27 minutes ago, dertharino said:

I know lots of people recommend using smart pointers to avoid the hassle of raw pointers, but when it comes to developing games, would having the additional control over when to free the pointers be worth the trouble?

It's important for you to understand how regular, "non-smart" pointers work, so I do encourage you to learn. But once you learn how, it should illustrate just how much more useful smart pointers are when it comes to the actual management of object lifetimes. There are very few cases where "having additional control over when to free the pointers" is worth the trouble, and none of them are applicable to a beginner.

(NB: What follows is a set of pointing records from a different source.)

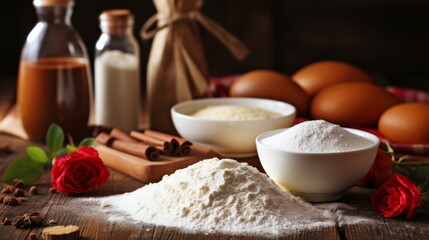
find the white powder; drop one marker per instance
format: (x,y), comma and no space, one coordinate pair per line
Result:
(316,136)
(234,112)
(117,90)
(220,196)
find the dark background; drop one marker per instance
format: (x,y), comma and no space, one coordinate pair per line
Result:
(387,38)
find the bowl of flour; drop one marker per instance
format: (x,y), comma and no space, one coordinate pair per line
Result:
(317,160)
(230,125)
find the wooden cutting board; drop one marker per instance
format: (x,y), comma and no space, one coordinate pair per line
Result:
(151,171)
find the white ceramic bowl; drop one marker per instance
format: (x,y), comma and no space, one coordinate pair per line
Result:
(317,177)
(229,138)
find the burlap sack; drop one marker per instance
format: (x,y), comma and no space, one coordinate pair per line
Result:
(177,69)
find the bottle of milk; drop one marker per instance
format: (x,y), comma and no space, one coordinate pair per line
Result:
(117,72)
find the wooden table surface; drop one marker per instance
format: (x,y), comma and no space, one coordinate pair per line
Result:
(358,221)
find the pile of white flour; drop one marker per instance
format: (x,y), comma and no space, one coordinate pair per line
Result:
(316,136)
(220,196)
(234,112)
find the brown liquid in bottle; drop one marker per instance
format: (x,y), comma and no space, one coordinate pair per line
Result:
(54,90)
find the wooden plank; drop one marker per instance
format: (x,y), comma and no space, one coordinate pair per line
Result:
(95,224)
(7,96)
(151,171)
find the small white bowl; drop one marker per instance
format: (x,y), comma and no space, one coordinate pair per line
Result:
(317,177)
(229,138)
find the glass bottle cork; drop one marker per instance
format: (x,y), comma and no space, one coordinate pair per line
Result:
(117,72)
(54,79)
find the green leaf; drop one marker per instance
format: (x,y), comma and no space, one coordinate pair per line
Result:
(71,148)
(37,154)
(23,168)
(55,137)
(89,142)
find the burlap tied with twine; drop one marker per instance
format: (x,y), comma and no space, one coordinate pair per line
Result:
(177,69)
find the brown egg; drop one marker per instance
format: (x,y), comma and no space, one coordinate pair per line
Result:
(352,104)
(318,75)
(271,85)
(406,123)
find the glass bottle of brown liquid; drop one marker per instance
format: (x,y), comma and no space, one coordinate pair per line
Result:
(54,80)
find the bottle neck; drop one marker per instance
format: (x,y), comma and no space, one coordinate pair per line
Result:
(55,14)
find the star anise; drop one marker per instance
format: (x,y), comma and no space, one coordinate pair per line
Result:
(5,221)
(19,183)
(28,220)
(11,201)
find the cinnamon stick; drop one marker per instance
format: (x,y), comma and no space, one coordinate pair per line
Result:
(122,135)
(181,146)
(138,149)
(168,146)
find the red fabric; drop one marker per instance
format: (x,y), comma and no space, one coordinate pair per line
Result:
(398,196)
(79,171)
(219,87)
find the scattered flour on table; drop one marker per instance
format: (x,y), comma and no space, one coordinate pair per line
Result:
(234,112)
(220,196)
(316,136)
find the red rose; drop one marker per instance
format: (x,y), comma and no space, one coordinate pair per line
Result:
(397,196)
(79,171)
(380,171)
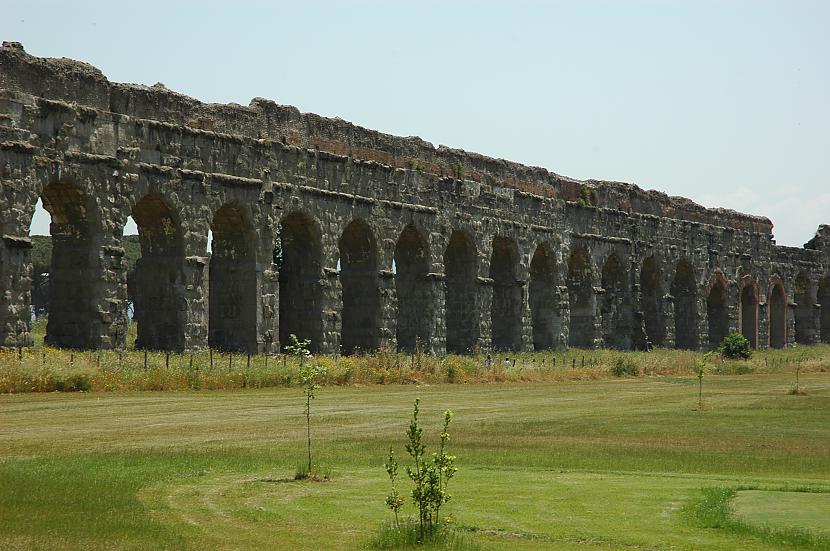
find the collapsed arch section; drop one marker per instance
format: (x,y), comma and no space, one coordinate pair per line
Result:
(749,313)
(158,315)
(580,294)
(651,293)
(824,303)
(412,288)
(74,270)
(462,310)
(805,329)
(359,281)
(547,325)
(298,259)
(777,316)
(233,282)
(506,308)
(717,312)
(684,291)
(616,322)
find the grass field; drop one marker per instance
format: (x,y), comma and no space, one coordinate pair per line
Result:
(595,464)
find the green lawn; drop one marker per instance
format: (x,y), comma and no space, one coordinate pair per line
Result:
(806,510)
(604,464)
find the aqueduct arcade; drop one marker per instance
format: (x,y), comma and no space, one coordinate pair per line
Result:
(357,240)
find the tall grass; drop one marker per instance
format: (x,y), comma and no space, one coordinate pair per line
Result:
(45,369)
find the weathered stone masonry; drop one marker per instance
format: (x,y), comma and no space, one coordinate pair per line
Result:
(384,241)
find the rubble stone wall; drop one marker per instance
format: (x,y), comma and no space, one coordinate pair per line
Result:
(355,239)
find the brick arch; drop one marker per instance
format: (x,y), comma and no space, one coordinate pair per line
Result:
(717,309)
(651,300)
(804,295)
(506,307)
(298,259)
(777,312)
(546,320)
(684,290)
(233,296)
(615,306)
(413,289)
(580,282)
(748,309)
(461,289)
(359,279)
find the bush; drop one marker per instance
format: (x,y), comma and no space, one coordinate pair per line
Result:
(736,347)
(624,367)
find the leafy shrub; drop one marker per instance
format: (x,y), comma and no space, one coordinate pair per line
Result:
(736,347)
(624,367)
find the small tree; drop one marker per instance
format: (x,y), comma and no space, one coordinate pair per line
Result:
(309,376)
(394,500)
(736,347)
(701,371)
(430,477)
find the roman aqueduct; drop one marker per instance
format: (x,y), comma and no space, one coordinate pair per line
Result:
(381,240)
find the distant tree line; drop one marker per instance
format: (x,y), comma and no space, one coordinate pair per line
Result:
(42,261)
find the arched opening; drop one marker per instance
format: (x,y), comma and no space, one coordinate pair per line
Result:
(778,316)
(73,271)
(359,281)
(616,329)
(684,291)
(824,303)
(717,312)
(506,308)
(461,270)
(298,257)
(651,293)
(152,285)
(580,293)
(542,297)
(412,288)
(749,314)
(233,283)
(805,329)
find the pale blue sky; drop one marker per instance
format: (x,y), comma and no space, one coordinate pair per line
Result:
(725,102)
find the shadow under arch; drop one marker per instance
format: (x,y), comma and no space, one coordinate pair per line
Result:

That said, smart pointers are not a magical bullet and I disagree with the common dogma that says a regular pointer should never appear in one's code. Generally I use smart pointers such as std::unique_ptr (I rarely have a concrete need for std::shared_ptr) where I need to use a pointer to manage lifetime. I use a bare pointer where I need a nullable reference and lifetime management isn't involved.

Another way to say that is that systems that own objects might keep smart pointers referring to those objects, but hand out bare pointers to client code if handing out a C++ reference ("Thing&") isn't feasible.

If this seems like too subtle a distinction, then I encourage you to simply use smart pointers until you are more comfortable with the ins and outs of lifetime management in code architecture, and then revisit the topic with your improved understanding and experience at a later time.

 

1 minute ago, jpetrie said:

That said, smart pointers are not a magical bullet and I disagree with the common dogma that says a regular pointer should never appear in one's code. Generally I use smart pointers such as std::unique_ptr (I rarely have a concrete need for std::shared_ptr) where I need to use a pointer to manage lifetime. I use a bare pointer where I need a nullable reference and lifetime management isn't involved.

I was going to post basically the exact same thing and agree completely.

I also use raw pointers in places where the lifetime management is know and handled by something else.  You'll quite commonly find raw pointers in class internals as private members since you know when they are created, when they are accessed, when they are destroyed, and who owns what.  When in doubt use a smart pointer.  Many others will suggest to always use smart pointers, which isn't a terrible thing, but is more a 'rule of thumb' for beginners than a hard and fast rule.

23 minutes ago, jpetrie said:

That said, smart pointers are not a magical bullet and I disagree with the common dogma that says a regular pointer should never appear in one's code. Generally I use smart pointers such as std::unique_ptr (I rarely have a concrete need for std::shared_ptr) where I need to use a pointer to manage lifetime. I use a bare pointer where I need a nullable reference and lifetime management isn't involved.

Another way to say that is that systems that own objects might keep smart pointers referring to those objects, but hand out bare pointers to client code if handing out a C++ reference ("Thing&") isn't feasible.

That makes a lot of sense too. Thanks again!

 

32 minutes ago, felipefsdev said:

I saw this image days ago, I liked how didactic it is:
pass-by-reference-vs-pass-by-value-anima

Haha this is a really good graphic. Thanks for that!